The Norwegian Gaming Authority (NGA) has reiterated its support for new regulations to limit the impact of unregulated gambling after a spike in advertising from offshore operators.

International operators spent some NOK866m (€91m/$107m) on television advertising in Norway last year as a way of getting around the country’s gambling monopoly.

Headed by acting general director Bjørn Morten Øen (pictured), the NGA said the total represents an increase in NOK742m in the previous year, but such activity is only possible due to a loophole regarding television advertising.

At present, operators can place on channels that are broadcast from outside of the country, allowing them to reach consumers in Norway that are otherwise limited to gambling with state-run firms Norsk tipping and Rikstoto.

Regulators in Norway are set to clamp down on the practice and laws are due to change from September 5, pending approval from the European Commission.

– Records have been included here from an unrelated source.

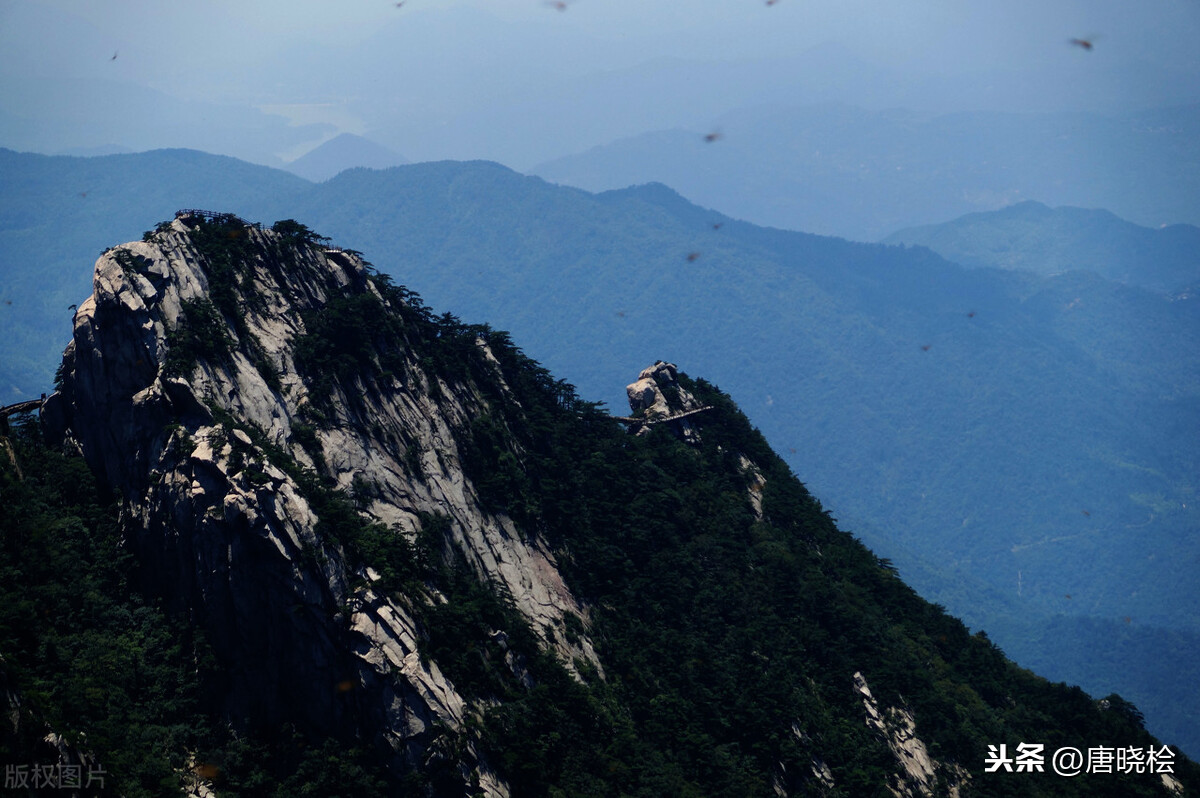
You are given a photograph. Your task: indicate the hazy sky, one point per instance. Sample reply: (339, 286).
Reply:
(521, 82)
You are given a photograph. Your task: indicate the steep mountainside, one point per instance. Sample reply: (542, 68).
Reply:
(1048, 241)
(396, 532)
(862, 174)
(341, 153)
(1032, 469)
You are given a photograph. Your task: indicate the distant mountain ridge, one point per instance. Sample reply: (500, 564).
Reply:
(341, 153)
(1035, 238)
(1007, 439)
(381, 551)
(835, 169)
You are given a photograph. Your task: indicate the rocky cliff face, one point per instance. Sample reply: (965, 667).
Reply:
(197, 417)
(315, 472)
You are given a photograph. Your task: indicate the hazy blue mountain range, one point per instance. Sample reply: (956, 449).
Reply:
(1032, 237)
(862, 174)
(343, 151)
(283, 529)
(1019, 445)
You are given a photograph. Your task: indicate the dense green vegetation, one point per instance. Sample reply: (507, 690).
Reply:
(970, 465)
(1033, 238)
(719, 630)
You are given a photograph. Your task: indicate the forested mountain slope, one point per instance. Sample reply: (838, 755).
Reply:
(383, 551)
(1019, 445)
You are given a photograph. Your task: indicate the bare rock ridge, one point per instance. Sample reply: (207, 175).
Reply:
(197, 415)
(394, 529)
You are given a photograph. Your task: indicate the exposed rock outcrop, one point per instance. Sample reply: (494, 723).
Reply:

The current system means Norway is missing out on taxable gambling income, with unregulated operators last year raking in between NOK2bn and NOK2.2bn.

Henrik Nordal, director at the NGA, told iGamingBusiness.com that the regulator supports these changes as it seeks to better protect consumers in the country.  

“The Norwegian gambling regulation aims to ensure that gaming schemes are arranged in a satisfactory manner under public control, prevent negative consequences of gaming and ensure that profit from games can be allocated to approved ‘good causes’,” Nordal said.

“A central part of that is to have the most addictive games monitored so the operators are able to provide the necessary responsible gaming environment for our national consumers.

“Responsible gaming environment means that there are effective self-exclusion tools and limits on how much you can bet on each object, per day, per week and per month.

“The presence of illegal operators without these responsibility tools provide a serious safety challenge for our consumers, especially the most vulnerable of them, and that is our main concern.”

Nordal added: “To better meet these challenges our parliament has therefore asked the Ministry of Culture to implement a Domain Name Service-blocking to try and better channel consumers to operators that have a licenses in Norway and hence sufficient responsibility tools implemented.

“This is in addition to the payment-blocking of funds destined or originating from illegal operators. We hope these tools together with public education can create a safer gambling environment for Norwegian consumers and limit negative social consequences we see emanating from illegal operators.”

Despite having to contend with this issue, regulated gaming in Norway was worth NOK43.7bn last year and has grown by 65.7% since 2012.

Norway's Scandinavian neighbour Sweden will soon open up an application process for companies to take on new licences in the country and offer regulated gambling services.

New laws will come into force in Sweden until January 1 next year, with those operators that obtain a licence to face a tax rate of 18%.